This is in contrast to other jobs, for example marketing specialist. As a marketing specialist you spend weeks or months on a well crafted marketing campaign, then you launch and the results are not bad but yet not great either. There could be millions of reasons for your campaign to have failed. You could job-hop thinking you did a great job and blame the lukewarm success on external factors.

There are people who spends their whole career failing at what they do who would never know otherwise because their job lacks this sort of cold instant feedback.

3 comments

Programmers also suffer from the problem of no objective performance measure - there is no way to tell the difference between good programmer + hard problem and average programmer + easy problem.
Which is why many programmers don't want to make good UI's. It is a ton of technical work to get all those features working, and at the end people praise the UX designers for doing a good job creating such a good UI and not the people who coded it all together, except if it breaks then it is the programmers fault. People say the code is the easy part, but seemingly not a single big company can actually manage to get the code right, and it gets even worse at most smaller companies, so from my perspective we lack programmers who knows what they are doing way more than we lack programmers who has empathy.

No amount of empathy matters if the programmer ultimately fails to code up a working system, you'd rather have a programmer who can code up a working system with all the fancy parts needed for good UX when given proper requirements.

Sure there is. You take each programmer’s self-ranked hardest N problems and get the other programmer to try and solve them.
People are not actually fungible.

Each of us has different skills, insights, strengths, weaknesses, and life experience.

What caused one of us months of misery might be the next person's perfect problem, what they were born to solve flawlessly.

That’s why you average across several questions. If one is too hard just leave it. You’ll pretty soon get an idea who’s good at what.
And if one person has had a career of spending 1 year on each research problem while the other person has had a career of spending ten minutes on each UI micro-bug? You swap the problems, and person A spends 20 minutes, person B spends half a year, and you think person A is better even though they're actually 4x worse.
Just because you can contrive a pairing that’s less efficient to compare doesn’t mean it’s a bad test for colleagues.
Plot hole.
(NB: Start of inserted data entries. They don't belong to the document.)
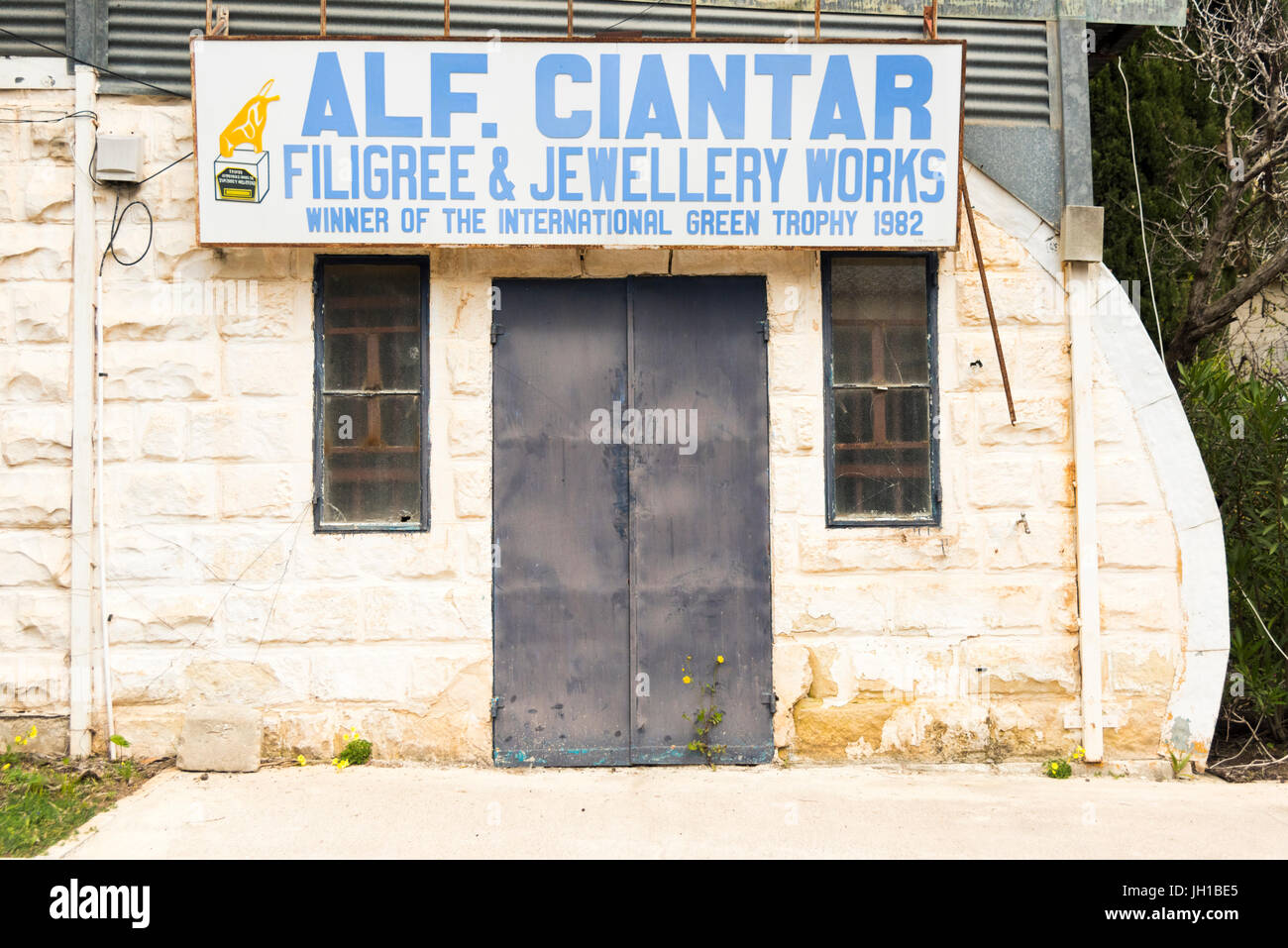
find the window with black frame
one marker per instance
(373, 388)
(880, 389)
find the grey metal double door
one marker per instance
(631, 519)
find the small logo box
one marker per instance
(244, 176)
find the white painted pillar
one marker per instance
(84, 279)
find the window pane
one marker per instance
(372, 459)
(372, 327)
(879, 321)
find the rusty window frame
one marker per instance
(421, 520)
(919, 519)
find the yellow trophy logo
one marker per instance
(241, 168)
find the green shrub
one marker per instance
(357, 751)
(1241, 429)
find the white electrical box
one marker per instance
(119, 158)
Why did he spend 1 year on each research problem? After a year, what? A paper incorrectly proving the goal was impossible because that's what PhD's in industry say (I've seen this) so they're boss gets off their case?
Have a crack at the problem yourself.
Sure, you can bullshit your way out of a bug. It is called making a "kludge", also known as "technical debt".

It happens all the time... unfortunately.
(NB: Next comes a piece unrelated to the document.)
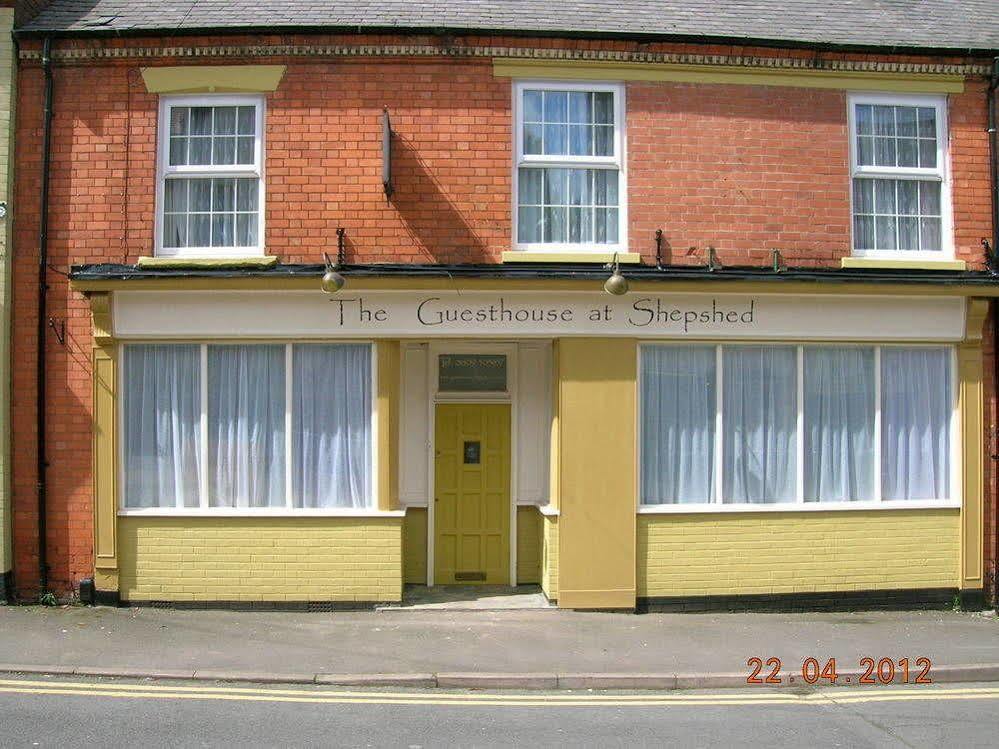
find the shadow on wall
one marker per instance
(430, 216)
You can also blame things that were actually your fault on systemic problems. People will believe you.
I get the gist of what you're saying, and broadly agree that seasoned programmers tend to develop a strong sense of professional humility. I have to say that I think the analogy goes a bit too far, though. Even very poor programmers can get things to compile and tests to pass. The things that make a programmer very successful are still very nebulous and difficult to measure, just like in creative professions.